Die Vernunft als Gabe Gottes
Wovon Christen und Muslime in einer von Gott abgewandten Weltwirklichkeit Zeugnis geben können, hat Benedikt
XVI. 2009 in seiner Rede in der „Al-Hussein bin-Talal“-Moschee von Amman im Sinn seines christlichen
Rationalismus so beschrieben: „Als an den einen Gott Glaubende wissen wir, dass die menschliche Vernunft selbst
Gabe Gottes ist und dass sie zu ihrem höchsten Niveau aufsteigt, wenn sie in das Licht der göttlichen Wahrheit
getaucht ist. Denn wenn die menschliche Vernunft demütig zulässt, dass sie selber vom Glauben geläutert wird, dann
ist sie fern davon, geschwächt zu werden; vielmehr wird sie gestärkt, um der Überheblichkeit zu widerstehen und
über ihre eigenen Grenzen hinauszugreifen.

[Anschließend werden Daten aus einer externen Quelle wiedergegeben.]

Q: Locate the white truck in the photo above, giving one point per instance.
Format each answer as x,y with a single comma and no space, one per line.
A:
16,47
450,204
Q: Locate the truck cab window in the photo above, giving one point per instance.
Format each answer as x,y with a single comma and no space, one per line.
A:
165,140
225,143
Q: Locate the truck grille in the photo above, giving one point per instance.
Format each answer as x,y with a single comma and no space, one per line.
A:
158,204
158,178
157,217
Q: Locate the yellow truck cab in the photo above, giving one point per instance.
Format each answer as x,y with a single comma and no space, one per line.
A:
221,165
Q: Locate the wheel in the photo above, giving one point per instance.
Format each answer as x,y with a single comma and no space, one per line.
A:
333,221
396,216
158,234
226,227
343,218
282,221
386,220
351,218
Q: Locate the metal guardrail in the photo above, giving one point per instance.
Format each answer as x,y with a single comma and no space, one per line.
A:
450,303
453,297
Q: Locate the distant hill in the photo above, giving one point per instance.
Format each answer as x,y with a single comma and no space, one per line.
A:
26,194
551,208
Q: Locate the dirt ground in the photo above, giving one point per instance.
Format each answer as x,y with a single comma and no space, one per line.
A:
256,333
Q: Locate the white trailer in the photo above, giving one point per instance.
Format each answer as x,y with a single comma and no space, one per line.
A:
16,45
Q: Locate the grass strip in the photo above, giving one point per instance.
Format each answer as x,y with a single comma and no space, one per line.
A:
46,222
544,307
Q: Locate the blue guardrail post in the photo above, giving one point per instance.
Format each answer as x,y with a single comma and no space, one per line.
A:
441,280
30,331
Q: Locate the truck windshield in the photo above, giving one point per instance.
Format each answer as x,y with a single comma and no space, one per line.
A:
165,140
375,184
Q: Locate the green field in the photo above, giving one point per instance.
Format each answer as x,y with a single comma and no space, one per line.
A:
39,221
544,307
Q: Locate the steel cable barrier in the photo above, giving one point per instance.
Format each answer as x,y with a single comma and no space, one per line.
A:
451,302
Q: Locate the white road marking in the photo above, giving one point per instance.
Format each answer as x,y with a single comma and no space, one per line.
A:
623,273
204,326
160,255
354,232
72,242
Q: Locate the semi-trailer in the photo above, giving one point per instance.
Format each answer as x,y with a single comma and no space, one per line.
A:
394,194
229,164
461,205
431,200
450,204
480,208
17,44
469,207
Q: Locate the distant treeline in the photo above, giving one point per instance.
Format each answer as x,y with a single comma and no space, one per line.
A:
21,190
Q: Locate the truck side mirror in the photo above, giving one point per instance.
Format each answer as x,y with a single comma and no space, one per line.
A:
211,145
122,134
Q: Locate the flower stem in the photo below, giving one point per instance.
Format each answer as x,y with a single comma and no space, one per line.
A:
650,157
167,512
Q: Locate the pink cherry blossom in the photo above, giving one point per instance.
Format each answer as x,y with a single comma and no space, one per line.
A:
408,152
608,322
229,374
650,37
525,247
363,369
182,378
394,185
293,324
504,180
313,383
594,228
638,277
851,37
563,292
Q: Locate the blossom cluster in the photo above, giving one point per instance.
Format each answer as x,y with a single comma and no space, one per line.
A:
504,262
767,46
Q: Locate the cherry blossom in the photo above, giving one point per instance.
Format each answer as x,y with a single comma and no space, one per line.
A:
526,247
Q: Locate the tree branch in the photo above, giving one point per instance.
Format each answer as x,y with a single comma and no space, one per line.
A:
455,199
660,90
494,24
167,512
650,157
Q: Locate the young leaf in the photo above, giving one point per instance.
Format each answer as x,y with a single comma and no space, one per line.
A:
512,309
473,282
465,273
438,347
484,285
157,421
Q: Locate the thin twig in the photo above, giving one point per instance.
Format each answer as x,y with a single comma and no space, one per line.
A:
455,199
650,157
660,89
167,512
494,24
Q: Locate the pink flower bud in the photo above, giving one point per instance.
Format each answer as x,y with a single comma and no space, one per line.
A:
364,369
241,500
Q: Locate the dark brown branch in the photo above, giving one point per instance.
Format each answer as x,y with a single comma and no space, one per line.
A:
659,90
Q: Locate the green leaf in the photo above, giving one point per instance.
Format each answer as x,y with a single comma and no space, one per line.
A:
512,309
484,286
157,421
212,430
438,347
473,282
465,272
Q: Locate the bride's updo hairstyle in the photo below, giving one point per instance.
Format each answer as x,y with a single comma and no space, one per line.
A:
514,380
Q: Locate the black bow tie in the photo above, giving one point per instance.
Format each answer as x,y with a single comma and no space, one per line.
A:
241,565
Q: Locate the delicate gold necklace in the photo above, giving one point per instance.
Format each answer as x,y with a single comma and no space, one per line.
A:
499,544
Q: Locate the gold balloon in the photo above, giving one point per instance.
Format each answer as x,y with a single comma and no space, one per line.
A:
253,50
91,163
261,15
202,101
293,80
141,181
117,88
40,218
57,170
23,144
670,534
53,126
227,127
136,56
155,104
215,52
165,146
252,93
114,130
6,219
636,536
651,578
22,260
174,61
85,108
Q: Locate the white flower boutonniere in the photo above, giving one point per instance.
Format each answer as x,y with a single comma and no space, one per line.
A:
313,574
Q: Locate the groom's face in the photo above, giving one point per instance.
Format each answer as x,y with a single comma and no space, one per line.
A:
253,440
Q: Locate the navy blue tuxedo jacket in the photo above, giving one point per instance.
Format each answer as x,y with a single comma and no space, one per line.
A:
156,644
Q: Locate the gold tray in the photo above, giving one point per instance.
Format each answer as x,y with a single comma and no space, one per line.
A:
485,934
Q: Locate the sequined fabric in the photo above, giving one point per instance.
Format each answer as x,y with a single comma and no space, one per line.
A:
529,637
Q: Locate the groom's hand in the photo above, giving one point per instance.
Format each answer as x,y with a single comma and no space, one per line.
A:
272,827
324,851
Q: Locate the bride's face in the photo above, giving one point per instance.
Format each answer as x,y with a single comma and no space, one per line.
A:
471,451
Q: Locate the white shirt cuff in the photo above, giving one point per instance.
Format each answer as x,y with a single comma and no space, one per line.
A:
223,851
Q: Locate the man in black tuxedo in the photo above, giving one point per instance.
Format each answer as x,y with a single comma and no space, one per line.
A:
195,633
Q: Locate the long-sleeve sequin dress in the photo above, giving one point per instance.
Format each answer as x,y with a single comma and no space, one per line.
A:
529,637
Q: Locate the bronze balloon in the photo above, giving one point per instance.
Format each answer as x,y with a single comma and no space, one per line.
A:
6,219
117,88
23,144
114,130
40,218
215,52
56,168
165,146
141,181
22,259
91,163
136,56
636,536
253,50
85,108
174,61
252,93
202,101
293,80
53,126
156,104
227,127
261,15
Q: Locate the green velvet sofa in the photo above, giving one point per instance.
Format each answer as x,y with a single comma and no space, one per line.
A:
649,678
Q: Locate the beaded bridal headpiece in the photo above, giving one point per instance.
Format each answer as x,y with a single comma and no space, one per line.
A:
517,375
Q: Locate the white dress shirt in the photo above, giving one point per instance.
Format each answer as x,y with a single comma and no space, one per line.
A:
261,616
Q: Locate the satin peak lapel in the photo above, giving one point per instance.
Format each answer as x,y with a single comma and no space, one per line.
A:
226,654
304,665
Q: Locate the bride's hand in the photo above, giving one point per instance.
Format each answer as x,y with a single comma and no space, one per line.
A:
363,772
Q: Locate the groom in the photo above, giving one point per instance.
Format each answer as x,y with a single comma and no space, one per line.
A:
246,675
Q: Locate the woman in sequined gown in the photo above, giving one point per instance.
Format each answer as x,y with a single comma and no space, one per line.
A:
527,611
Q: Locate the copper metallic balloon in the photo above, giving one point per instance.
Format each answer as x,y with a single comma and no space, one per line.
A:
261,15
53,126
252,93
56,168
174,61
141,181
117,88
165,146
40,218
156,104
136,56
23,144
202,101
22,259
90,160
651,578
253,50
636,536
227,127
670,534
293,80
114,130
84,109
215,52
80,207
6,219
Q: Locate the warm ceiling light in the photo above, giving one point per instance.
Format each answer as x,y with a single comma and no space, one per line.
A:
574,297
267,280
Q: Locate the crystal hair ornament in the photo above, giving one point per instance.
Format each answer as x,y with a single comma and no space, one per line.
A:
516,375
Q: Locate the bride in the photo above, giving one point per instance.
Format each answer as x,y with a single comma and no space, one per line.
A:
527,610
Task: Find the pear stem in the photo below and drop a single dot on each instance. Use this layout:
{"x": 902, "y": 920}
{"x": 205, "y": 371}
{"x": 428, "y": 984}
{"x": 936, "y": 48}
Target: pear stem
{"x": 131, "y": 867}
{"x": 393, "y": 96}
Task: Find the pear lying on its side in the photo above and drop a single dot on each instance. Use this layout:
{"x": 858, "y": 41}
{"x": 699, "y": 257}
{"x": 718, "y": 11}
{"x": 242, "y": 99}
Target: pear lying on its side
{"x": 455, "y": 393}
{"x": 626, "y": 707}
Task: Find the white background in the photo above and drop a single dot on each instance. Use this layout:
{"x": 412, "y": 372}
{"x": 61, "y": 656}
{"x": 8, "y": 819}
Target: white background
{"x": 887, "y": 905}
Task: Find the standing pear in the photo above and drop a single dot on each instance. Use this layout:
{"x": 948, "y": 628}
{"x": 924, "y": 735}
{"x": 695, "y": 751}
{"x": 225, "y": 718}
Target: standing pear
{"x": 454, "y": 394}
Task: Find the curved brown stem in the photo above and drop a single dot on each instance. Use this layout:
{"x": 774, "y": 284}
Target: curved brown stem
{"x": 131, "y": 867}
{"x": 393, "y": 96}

Auf diese Weise wird die menschliche Vernunft ermutigt, ihrem
erhabenen Zweck zu folgen, der Menschheit zu dienen… Daher – weit davon entfernt, den Geist einzuengen –
erweitert ein ernsthaftes Festhalten an der Religion den Horizont des menschlichen Verstandes. Sie schützt die
Gesellschaft von den Auswüchsen eines ungezügelten Ego, das danach strebt, das Endliche zu verabsolutieren und
das Unendliche in den Schatten zu stellen; sie stellt sicher, dass Freiheit Hand in Hand mit der Wahrheit ausgeübt
wird, und sie schmückt die Kultur mit Einblicken bezüglich allem, was wahr, gut und schön ist.“
Während andere von der Unausweichlichkeit eines „clash of civilizations“ zwischen einem angeblich aufgeklärten
Westen und der angeblich unaufgeklärten islamischen Welt überzeugt sind, sieht der Papst den großen Graben
zwischen dem Gottesglauben einerseits und den in vielen Schattierungen schillernden Ideologien, Atheismen und
Heidentümern andererseits. In seiner überwiegend falsch verstandenen Regensburger Rede hatte Benedikt XVI.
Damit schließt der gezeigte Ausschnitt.